= Clifford Orji =

Nigerian man accused of murder and cannibalism

Clifford Orji after his arrest, paraded by the police with a corpse and over a dozen human skulls discovered at his home

Clifford Nwa Orji (1965 or 1966 – August 17, 2012) was a Nigerian man, who was a cannibal. He was also indicted for serial killings, kidnappings, and the sale of human body parts. Orji was arrested in 1999 and died in Nigeria's only super-maximum security prison, where he spent 13 years without trial.

==Biography==
He was initially a razor-blade merchant but later proclaimed himself a shaman, a "native doctor Chinneyelu". He lived under a highway bridge in Oshodi-Isolo, reportedly pretending to be mentally ill.

==Arrest and confession==
Orji was arrested on February 3, 1999, after a missing woman was discovered near death at his home under the bridge. Fresh and cooked human body parts and human skulls were also discovered. He was arraigned at a Magistrate court in Ebute-Meta. After his arrest, a thorough search of his hideout was made, which also revealed female underwear, a cheque for ₦80,000, and a mobile phone, at a time when the G.S.M. had not been fully introduced to the Nigerian market, so only wealthy people had mobile phones. A man accused of being his accomplice in trading human body parts was also arrested.
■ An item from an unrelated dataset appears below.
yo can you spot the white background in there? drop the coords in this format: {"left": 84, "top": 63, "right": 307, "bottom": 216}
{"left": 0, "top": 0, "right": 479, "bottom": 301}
At a news conference organized by the police, Orji confessed to kidnapping, murder and cannibalism, saying that he and his accomplice "[had] been eating human meat for the past seven years before coming to Lagos. It is our culture to eat human meat." On December 7, 2000, he was remanded for murder in Kirikiri Prison, which is Nigeria's only supermax prison.

==Death==
In April 2012, after approximately 12 years in prison without his case coming to trial, Orji sued the Attorney-General of Lagos State, Ade Ipaye, for unlawful imprisonment. Prison authorities stated that they had been unable to have him treated for mental illness, which had progressed and he could not be tried when insane. He died at the age of 46 on August 17, 2012. An autopsy established that his death was from natural causes.